Di sini aku merasakan hawa yang beda. Meski kerja kasar, setiap hari bergelut dengan adukan, angkatjunjung batu, tapi aku merasa biasa. Tak merasakan bahwa pekerjaan itu berat. Mungkin karena di kampung aku sudah biasa angkatjunjung, jadi mendapati pekerjaan itu aku merasa biasa saja.

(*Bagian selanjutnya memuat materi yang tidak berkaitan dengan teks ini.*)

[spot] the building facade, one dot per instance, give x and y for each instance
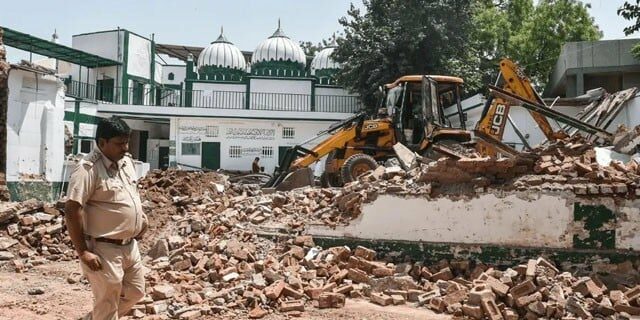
(217, 107)
(587, 65)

Tiap istirahat selalu ada suguhan rambutan yang tinggal manjat. Mau nongkrong, bebas. Bapak main ke rumah tetangga-tetangga sekitar proyek, akupun keluar sendiri. Meski sesekali mengingatkan saatnya, nyuci, beli beras dan sayur plus lauk tuk makan.
Kalau malem, pijetan sambil dengerin radio. Ngrumpi berbagi pengalaman dari temen-temen kerja yang lain. Tempatnya yang agak jauh dari jalan raya, masih banyak pohon-pohon besar, membuatku merasa seperti hidup dikampung biasa. Beda dengan di rumah Pak Dhe, yang penuh rasa sungkan disamping suasana sekitar yang penuh sesak rumah berdempet-dempetan. Seolah, ada sekat yang membatasi kebebasanku.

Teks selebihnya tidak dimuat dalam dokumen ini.